We would instead expect that a Xapian::DatabaseCorruptError or similar would be thrown in this case.
We've confirmed that this happens with 1.4.24, on Linux, using the Glass backend in single-file mode. The Chert backend may be affected as well.
This issue was found by running the AFL++ fuzzer to generate corrupted single-file Glass database files.
Attachments (2)
Change History (8)
comment:1 by , 11 months ago
Milestone: | → 1.4.25 |
---|---|
Resolution: | → fixed |
Status: | new → closed |
comment:2 by , 11 months ago
Thanks for the quick response!
Is it expected that the patched code sets the level member first and then checks the value? When trying to confirm the fix with our test input, it looks like the following now happens:
- DatabaseCorruptError is now thrown as expected
- As part of unwinding, the GlassTable is destroyed
- As part of GlassTable's destructor, the close method is called
- As part of GlassTable::close, a loop similar to the one above runs through all cursors to destroy them
- This loop uses the impossible level value from the file to know how many levels there are, and we hit the same UB/segfault.
This may be easier to reproduce with a test file that is wildly out of range rather than just out of range.
comment:3 by , 11 months ago
Resolution: | fixed |
---|---|
Status: | closed → reopened |
This may be easier to reproduce with a test file that is wildly out of range rather than just out of range.
FWIW my logic for picking the first "just wrong" value was to catch if the check added to the code was at the wrong threshold.
Your reasoning looks correct, but I'm surprised CI didn't catch this as it runs a build (and the testsuite) using ubsan. I can see valgrind not spotted a small overrun as there are members after this array in the class and valgrind works on already compiled code so likely only sees the allocated block, but ubsan should be able to add checks based on the actual members.
It'd be helpful to provide your test input when reporting these sort of bugs...
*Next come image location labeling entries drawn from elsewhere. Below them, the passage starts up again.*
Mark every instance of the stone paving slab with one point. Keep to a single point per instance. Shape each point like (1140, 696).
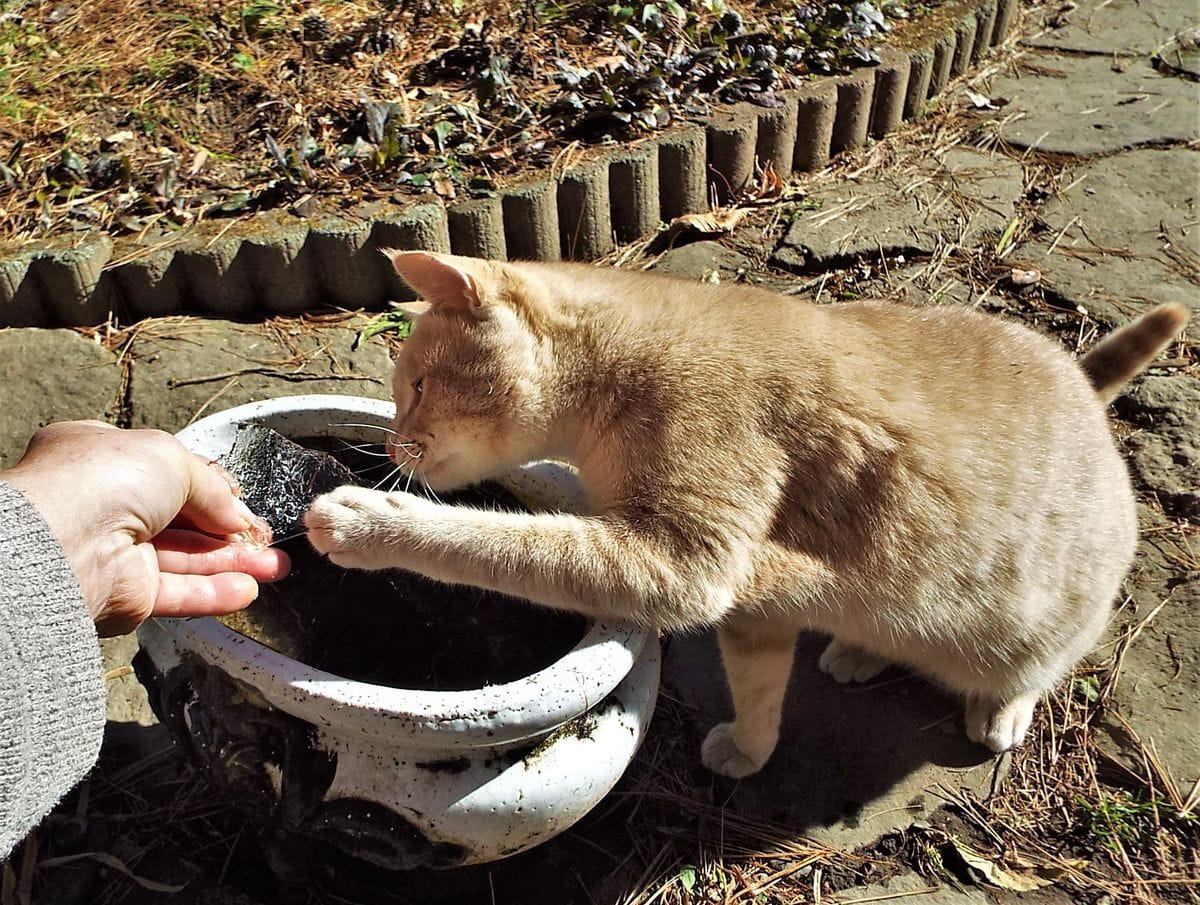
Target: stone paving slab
(1159, 681)
(853, 761)
(127, 701)
(52, 376)
(1123, 235)
(952, 199)
(1081, 106)
(1164, 455)
(1128, 28)
(183, 367)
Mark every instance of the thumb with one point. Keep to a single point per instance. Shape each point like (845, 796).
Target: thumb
(211, 503)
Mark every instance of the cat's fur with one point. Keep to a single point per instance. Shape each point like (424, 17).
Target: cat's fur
(930, 486)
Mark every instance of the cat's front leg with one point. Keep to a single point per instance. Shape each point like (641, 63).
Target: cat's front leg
(363, 528)
(757, 655)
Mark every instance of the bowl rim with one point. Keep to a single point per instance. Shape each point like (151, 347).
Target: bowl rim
(489, 715)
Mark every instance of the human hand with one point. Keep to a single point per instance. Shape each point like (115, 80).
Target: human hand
(148, 527)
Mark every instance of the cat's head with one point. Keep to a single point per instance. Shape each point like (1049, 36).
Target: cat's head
(469, 382)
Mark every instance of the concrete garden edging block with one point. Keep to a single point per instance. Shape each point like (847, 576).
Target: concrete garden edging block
(276, 263)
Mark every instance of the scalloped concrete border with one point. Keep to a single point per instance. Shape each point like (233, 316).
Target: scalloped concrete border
(279, 264)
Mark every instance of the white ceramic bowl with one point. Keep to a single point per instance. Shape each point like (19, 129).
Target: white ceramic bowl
(391, 775)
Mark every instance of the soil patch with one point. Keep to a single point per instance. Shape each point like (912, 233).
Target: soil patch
(396, 628)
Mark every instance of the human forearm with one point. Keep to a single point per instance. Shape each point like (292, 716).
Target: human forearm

comment:4 by , 11 months ago
It'd be helpful to provide your test input when reporting these sort of bugs...
Of course. I've added one of the crashing inputs, as well as the starting seed we used.
The test input is naturally "more corrupted than necessary" for this issue. Please let us know if you would like to see a cleaned-up/minimized version as well (so one that is only corrupt in the way mentioned above).
comment:5 by , 11 months ago
Resolution: | → fixed |
---|---|
Status: | reopened → closed |
Of course. I've added one of the crashing inputs, as well as the starting seed we used.
Thanks, fixed in 44aaa6fdfdccb4f2708da0605fa6efcc327d7908 - I've moved the check to where the value is read from disk and decoded (which I probably should have done to start with, but it requires moving where we define the constant to check against). Backported for 1.4.25 as 61249b067d1477cc099df342ada2f96b24822f42.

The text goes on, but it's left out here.